L’immigration met notre sécurité sociale relativement généreuse sous pression

“Ou vous optez pour une immigration importante, mais dans ce cas vous devez avoir une sécurité sociale moins généreuse. Ou bien vous conservez cette dernière, mais alors vous devez limiter l’immigration.”

Cette citation de l’économiste de l’Ecole de Chicago, Milton Friedman, est encore toujours utilisée dans le débat sur l’immigration. Entre autres par l’économiste britannique, Paul Collier. Il déclare dans son livre ‘Exodus: How Migration is Changing our World’ (L’Exode: comment l’immigration change notre monde) que l’immigration massive menace la cohésion culturelle des pays riches. Lorsque les migrants se cramponnent aux normes culturelles qui, selon les mots de Collier, “rendent leur pays d’origine dysfonctionnel, comme la corruption, et qu’elles s’étendent dans leur nouveau pays d’accueil”, alors il n’y a pas de raison de la part des autochtones de financer une sécurité sociale généreuse.

Paul Collier constate que l’intégration des immigrants se passe plus facilement dans les sociétés qui ont un système d’allocations moins généreux, comme c’est le cas aux Etats-Unis. Le système de sécurité sociale occidental est vivable uniquement si l’immigration répond à des conditions précises: le nombre de nouveaux immigrants doit est lié au succès de personnes arrivées antérieurement, dans le groupe d’immigrants, le nombre de diplômés (études supérieures) doit être élevé, le regroupement familial doit être limité et les réfugiés en provenance des zones de conflit doivent être accueillis, mais doivent retournés dans leur pays d’origine une fois que la paix y est revenue.
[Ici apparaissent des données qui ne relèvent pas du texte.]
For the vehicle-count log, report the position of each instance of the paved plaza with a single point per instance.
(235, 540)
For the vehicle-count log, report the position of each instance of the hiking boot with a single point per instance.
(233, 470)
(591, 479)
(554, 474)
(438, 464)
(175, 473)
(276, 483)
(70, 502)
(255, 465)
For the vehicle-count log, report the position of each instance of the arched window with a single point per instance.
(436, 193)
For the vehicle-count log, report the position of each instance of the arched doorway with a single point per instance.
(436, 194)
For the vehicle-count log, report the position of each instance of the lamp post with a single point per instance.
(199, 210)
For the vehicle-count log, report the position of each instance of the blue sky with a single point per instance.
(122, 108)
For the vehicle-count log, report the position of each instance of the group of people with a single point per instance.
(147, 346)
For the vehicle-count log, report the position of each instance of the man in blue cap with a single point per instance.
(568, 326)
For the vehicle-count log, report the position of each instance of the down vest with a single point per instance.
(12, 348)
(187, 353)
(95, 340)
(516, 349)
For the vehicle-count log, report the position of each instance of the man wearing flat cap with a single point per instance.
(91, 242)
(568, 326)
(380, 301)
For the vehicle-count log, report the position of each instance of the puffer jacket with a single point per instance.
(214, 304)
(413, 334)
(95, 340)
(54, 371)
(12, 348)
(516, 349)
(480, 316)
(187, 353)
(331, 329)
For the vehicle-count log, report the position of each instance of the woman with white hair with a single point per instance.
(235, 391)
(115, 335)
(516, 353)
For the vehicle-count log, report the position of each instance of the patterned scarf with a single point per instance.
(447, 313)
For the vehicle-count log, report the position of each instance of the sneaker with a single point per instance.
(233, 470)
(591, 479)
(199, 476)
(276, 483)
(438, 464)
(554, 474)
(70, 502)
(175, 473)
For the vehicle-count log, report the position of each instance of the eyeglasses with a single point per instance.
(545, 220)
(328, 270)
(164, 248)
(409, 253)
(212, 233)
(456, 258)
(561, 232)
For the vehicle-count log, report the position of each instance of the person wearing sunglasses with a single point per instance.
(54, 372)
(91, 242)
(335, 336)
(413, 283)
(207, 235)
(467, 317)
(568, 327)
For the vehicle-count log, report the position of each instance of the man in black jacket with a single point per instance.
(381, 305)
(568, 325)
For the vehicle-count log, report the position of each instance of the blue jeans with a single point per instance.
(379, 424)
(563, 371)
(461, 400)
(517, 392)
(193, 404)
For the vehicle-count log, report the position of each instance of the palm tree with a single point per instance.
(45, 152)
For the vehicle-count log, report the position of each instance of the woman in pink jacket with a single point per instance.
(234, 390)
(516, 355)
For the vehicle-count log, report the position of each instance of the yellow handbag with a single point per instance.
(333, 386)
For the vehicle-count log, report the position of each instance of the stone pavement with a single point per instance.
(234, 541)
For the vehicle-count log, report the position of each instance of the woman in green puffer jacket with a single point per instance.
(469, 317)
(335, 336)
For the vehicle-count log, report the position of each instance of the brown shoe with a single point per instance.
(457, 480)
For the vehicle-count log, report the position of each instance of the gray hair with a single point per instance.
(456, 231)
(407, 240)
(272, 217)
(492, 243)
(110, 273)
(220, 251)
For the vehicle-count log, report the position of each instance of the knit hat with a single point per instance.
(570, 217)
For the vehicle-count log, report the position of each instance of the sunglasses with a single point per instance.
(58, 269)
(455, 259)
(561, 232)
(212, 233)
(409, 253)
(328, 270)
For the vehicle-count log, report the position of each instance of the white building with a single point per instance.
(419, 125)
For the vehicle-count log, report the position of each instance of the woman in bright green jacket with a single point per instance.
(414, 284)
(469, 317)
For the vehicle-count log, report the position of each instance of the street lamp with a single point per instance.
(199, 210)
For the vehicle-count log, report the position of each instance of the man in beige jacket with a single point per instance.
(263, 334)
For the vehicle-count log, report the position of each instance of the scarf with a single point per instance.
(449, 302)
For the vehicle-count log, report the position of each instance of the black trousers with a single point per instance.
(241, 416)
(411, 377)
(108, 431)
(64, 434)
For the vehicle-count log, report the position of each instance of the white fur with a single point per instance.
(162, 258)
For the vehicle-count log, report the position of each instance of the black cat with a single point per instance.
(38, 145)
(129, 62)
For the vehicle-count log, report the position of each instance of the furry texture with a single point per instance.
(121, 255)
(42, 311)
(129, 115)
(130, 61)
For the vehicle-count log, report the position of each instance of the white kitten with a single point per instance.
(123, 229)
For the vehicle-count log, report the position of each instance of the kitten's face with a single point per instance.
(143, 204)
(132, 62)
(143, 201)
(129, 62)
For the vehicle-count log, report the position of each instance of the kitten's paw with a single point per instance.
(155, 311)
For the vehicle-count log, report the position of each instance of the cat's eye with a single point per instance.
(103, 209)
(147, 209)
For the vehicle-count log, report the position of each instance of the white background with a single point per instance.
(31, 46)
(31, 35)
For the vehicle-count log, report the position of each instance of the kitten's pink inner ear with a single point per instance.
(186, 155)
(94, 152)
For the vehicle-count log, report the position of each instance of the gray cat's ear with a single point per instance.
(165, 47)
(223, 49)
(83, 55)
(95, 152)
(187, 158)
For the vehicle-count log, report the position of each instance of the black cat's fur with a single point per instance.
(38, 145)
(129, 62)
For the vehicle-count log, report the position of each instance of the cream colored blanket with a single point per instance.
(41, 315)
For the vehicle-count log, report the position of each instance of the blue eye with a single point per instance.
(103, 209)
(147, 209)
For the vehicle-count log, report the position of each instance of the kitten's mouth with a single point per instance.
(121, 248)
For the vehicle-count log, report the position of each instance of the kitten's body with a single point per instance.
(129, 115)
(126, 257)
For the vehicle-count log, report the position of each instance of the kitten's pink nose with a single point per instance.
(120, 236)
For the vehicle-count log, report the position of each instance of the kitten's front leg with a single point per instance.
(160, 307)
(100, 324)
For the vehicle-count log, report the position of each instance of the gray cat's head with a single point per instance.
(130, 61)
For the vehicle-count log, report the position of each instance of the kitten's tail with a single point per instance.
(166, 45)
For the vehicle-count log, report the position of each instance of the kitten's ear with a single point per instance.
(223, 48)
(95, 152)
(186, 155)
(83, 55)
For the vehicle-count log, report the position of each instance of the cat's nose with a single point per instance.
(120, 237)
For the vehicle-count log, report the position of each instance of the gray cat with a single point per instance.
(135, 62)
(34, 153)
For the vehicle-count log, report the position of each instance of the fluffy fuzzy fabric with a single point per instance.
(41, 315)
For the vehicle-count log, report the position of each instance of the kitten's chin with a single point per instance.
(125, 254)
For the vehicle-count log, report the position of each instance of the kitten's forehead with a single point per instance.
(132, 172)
L’absorption des flux migratoires se passe mieux quand le travail est flexible

La Grande-Bretagne suscite beaucoup d’attrait auprès des immigrants et pas seulement à cause de la langue. Le pays a simplement un marché du travail extrêmement flexible et celui-ci peut absorber les immigrants beaucoup plus vite. Un salaire minimum bas, peu de protection sociale et des conventions collectives de travail flexibles peuvent faciliter l’accès des immigrants au marché du travail. Sur le continent, ce sont surtout les ‘insiders’, ceux qui ont déjà un emploi, qui sont protégés. Il en résulte que certains immigrants se retrouvent de manière disproportionnée au chômage ou dans le circuit du travail au noir. D’autres choisissent le statut d’indépendant, comme par exemple beaucoup de Polonais dans le secteur de la construction.